霓月立刻掏出完颜拓和阿克丹的画像给小瓦看:“是他俩其中一个人吗?”
“不是。”小瓦摇摇头。
“后来那人又来了?”
“没再来,但是爹好像找到活做了,没跟我们说是什么活路,早出晚归了几天,每天带回来的钱比在琴坊赚得多,有天大早他出门前告知我和奶奶,他这几天要是回不来,不要找他,如果让别人知道了,他更回不来了。后来,他就再也没有回来。”
“小瓦你过来,除了你爹,里面这些尸体,你还认得出谁?”
霓月把小瓦拉到停尸房二十一具尸体旁边,跟在霓月身边,小瓦没有那么害怕了,她仔细辨认一番,摇了摇头。
“你留在这里,晚些时候会有人回来,你找一个叫李鸦九的,把你画得东西给交给他看,等他安排就好了。”霓月起身比着小瓦画得东西又画了一份带走。
霓月出了府衙上马,匆匆往三处奔去,她猜测或许是有人利用于草超绝的听力来做什么事,但于草后来不想做了,才被杀掉,小瓦画的那个东西,大概率是个改造过的窃听百十米外动静的听翁,重金找到瞎子给予窃听装置,那另外二十个人虽然各有明显缺憾,但或许生前都有过于常人之处,缺憾带来了另一方面的长处,找到他们的人,便是看中了他们的长处,利用他们来做事?
如此看来,或许是辽人的手笔。
回到三处时都不在,卫聿川在桌上留了张字条和一张地图,完颜拓今日似乎有动作,他们已经先出发了,要霓月拿着地图到上面标记的地方汇合。
霓月仔细辨别了一番字条上的字迹,确认是卫聿川书写习惯无疑,这才拿着地图往城外赶去。
“这个完颜拓,确实比我们想象中要了解大宋。”邓玄子下马,驻足在山谷处,望着前方静悄悄的荒郊野岭,此处是一片戈壁和山岭交汇之地,偶尔一股旋风卷起一层黄沙悠悠升空,茅草、枯枝摇曳颤抖,互相击碰摩擦,飞砂走石。
“这边我们是大宋,东北面是辽,西南面是西夏,他这是把据点放在了三国交接处。”邓玄子指着地图上所在的位置。
“汇通三国的偏僻之地,做三国生意,任何一国对他有威胁,可随时撤退,因为地界敏感,三个国家不可能轻易动火,而且,雇佣了很多宋人。”卫聿川眯眼望向山谷中悄声忙碌的一处寨子,“既是和平商贸,也算是人质,如果真的有事,以大宋的风格,不会伤害本国百姓。
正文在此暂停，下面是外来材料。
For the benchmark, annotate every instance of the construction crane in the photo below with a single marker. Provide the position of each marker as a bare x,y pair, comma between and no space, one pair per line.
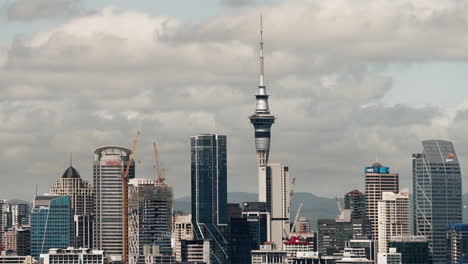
159,170
298,213
125,198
”
三人已经换了装扮,卫聿川一身棕色皮袍,特意粘了一圈胡子,扮成了完颜拓手下辽人商行的皮货商,孙有虞穿着榷场官员灰色官服,邓玄子扮得是他手下。
完颜拓有三个大本营,黄崮山东北角这里最大,汇集了皮货、矿采、马匹,今日他会在此地和榷场官员私下见面,原本计划是孙有虞潜伏进此处做皮货商,但孙有虞给朋友去了信,这几日陆续有人来商讨霓月耳后那个印记的事。
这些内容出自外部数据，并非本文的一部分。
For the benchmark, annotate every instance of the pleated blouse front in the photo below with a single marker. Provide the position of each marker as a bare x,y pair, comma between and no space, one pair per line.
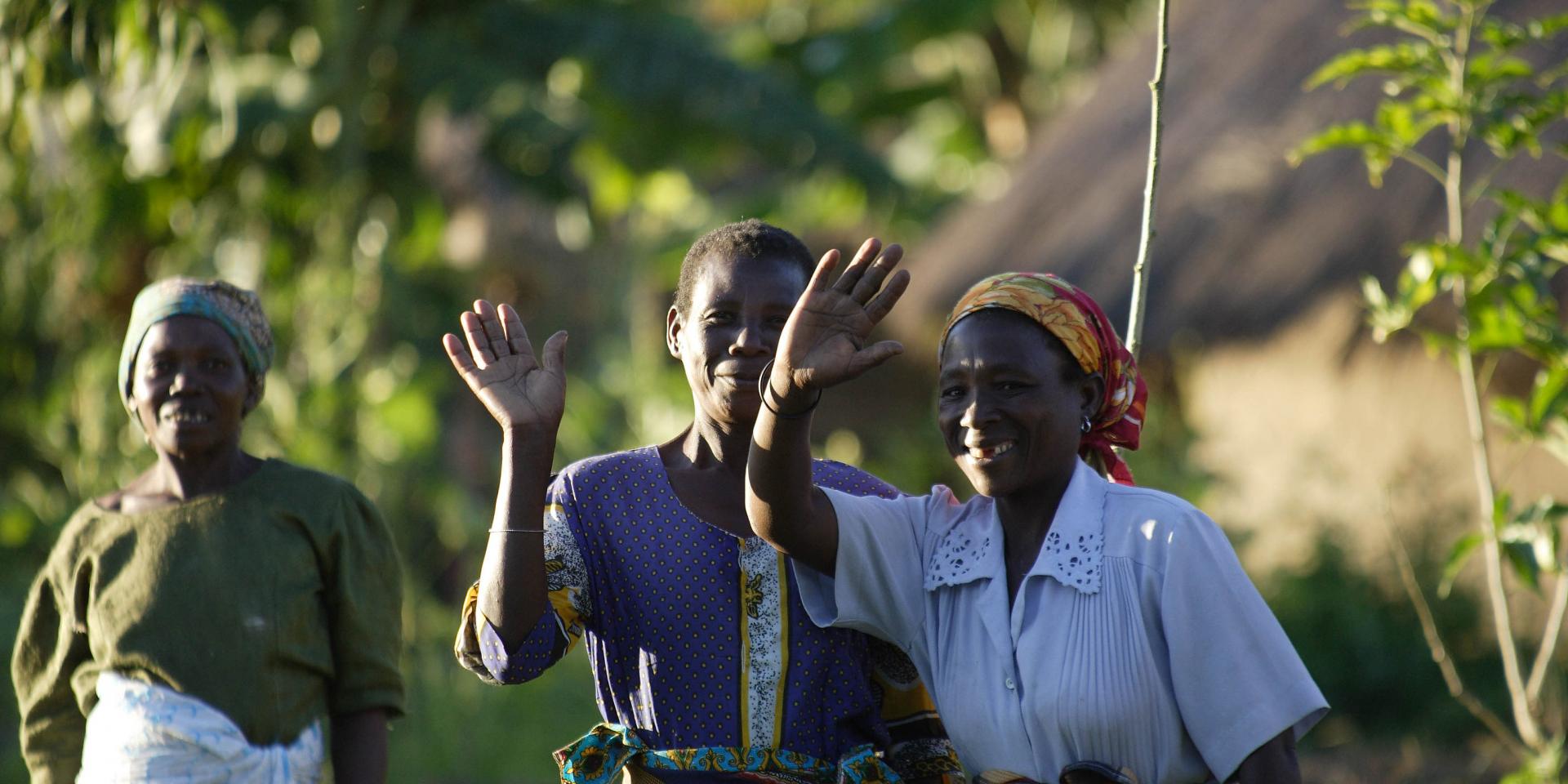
1136,640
“霓月怎么还没来?”邓玄子问,“我们得下去了,已经等了太久了,完颜拓非常谨慎,如果不守时,他肯定会撤退。下次再蹲他,就不好蹲了,而且那家伙,我跟孙有虞得尽快把他藏回城里,在这里有隐患。”
邓玄子指了指山洞里藏着的被弄晕的辽商人。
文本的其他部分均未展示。